Buyers and sellers use a variety of techniques to ensure goods and services meet their mutual expectations. However, traditional procurement systems have been proven to be error prone, labor intensive, and costly operations. For example, often times, when a buyer is looking to purchase a batch of articles, a buyer might negotiate terms for the purchase prior to making the purchasing decision. The negotiation allows the buyer and seller to ensure the articles and terms (e.g., price, quantity, delivery conditions, etc.) will meet any specific requirements. Traditional buying and selling mediums, such as auctions, catalog based purchasing, and selling, and the like, do not always facilitate the most efficient matching of requirements. The recent ascendancy of electronic commerce provides a means of avoiding, or at least reducing, the problems presented by the use of traditional buying and selling mediums.
In many respects, the Internet and the World Wide Web based network technologies have largely eliminated the most labor intensive and costly portions of the buying and selling type commerce operations (e.g., the use of mass mailings, printed specifications, catalogs, updating preprinted product information, etc.). To take advantage of advances in network technology, a variety of electronic commerce facilitating schemes have been developed. One such scheme involved the use of business-to-business buying and selling exchanges implemented on the Internet. The term “electronic commerce” or “e-commerce” originally evolved from remote forms of electronic shopping to mean all aspects of business and market processes enabled by wide area communications networks, namely, the Internet and the World Wide Web based network technologies. E-commerce is a rapidly growing field, and is generally understood to mean doing business on-line or selling and buying products and services through Web (e.g., Internet based) storefronts or through other similar distributed computer networks. In general, electronic commerce is substantially similar to the more traditional catalog based commerce schemes. The business-to-business e-commerce exchanges, or simply “B2B exchanges” have evolved to focus on the specific needs and requirements of buying and selling between businesses.
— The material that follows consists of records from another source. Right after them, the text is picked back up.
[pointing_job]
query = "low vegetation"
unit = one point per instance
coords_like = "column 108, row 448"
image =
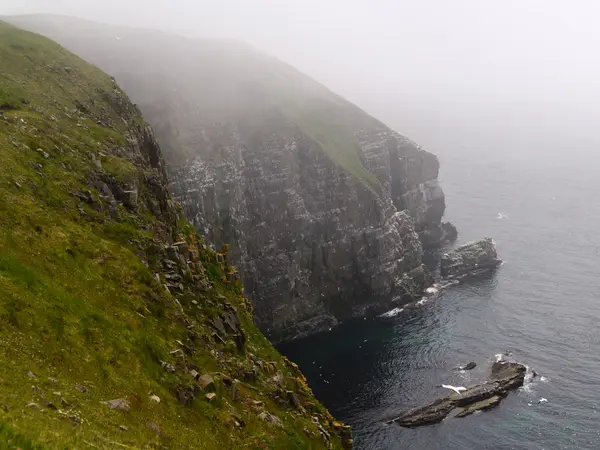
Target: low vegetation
column 119, row 327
As the use of B2B exchanges has proliferated, the implementation of electronic commerce auctions has become increasingly common. Auctions are different from traditional catalog based commerce schemes. Auctions generally aggregate buyers or sellers to purchase or sell items/services through the respective submission of competitive bids. Generally, the most competitive bid is designated the winner of the auction. For example, in an auction amongst multiple competing buyers, the most competitive bid is usually the bid offering the most money for the specified item or service. In an auction amongst multiple competing sellers, the most competitive bid is usually the bid offering the specified item or service for the lowest price.
Thus, buyers and sellers participating in an auction compete with one another on the basis of the terms of their bids. Auctioneers have an interest in making the bidding process as competitive as possible to effect the most efficient matching of requirements between sellers and buyers (e.g., getting the best deal). Large numbers of buyers or sellers competitively trying to outbid one another usually leads to the most favorable terms.
However, auctions are usually rigid with respect to certain terms. For example, in a procurement auction with multiple sellers, a buyer will establish certain terms such as a required delivery date, a required quantity, or other terms describing the item (e.g., color, size or condition). If a seller can meet the terms, they may bid on the item. However, if the seller cannot meet all of the required terms, they cannot bid on the item. Because auctions are rigid, it is not possible for a potential bidder to deviate from the structure of the auction, often to the detriment of the organizer of the auction as well as the bidder.
Consider the following example. In an auction amongst multiple competing suppliers (e.g., sellers), the buyer establishes a required delivery date. If a potential supplier cannot meet that delivery date, they can not enter the auction. However, it is possible that the potential seller would make the lowest bid in price, but would miss the delivery date by a short time period. Furthermore, it is possible that the buyer would want to accept the bid of the potential supplier because it is so low and because the delivery date is only missed by a few days. It is possible that it is of more value to the buyer to get the lower priced item at a later date.
Unfortunately, current auction formats do not permit deviation from the required criterion as detailed by the auction organizer. As such, current auction formats are not flexible enough to account for the true value of the item to the auction organizer, but rather only account for rigid predefined terms.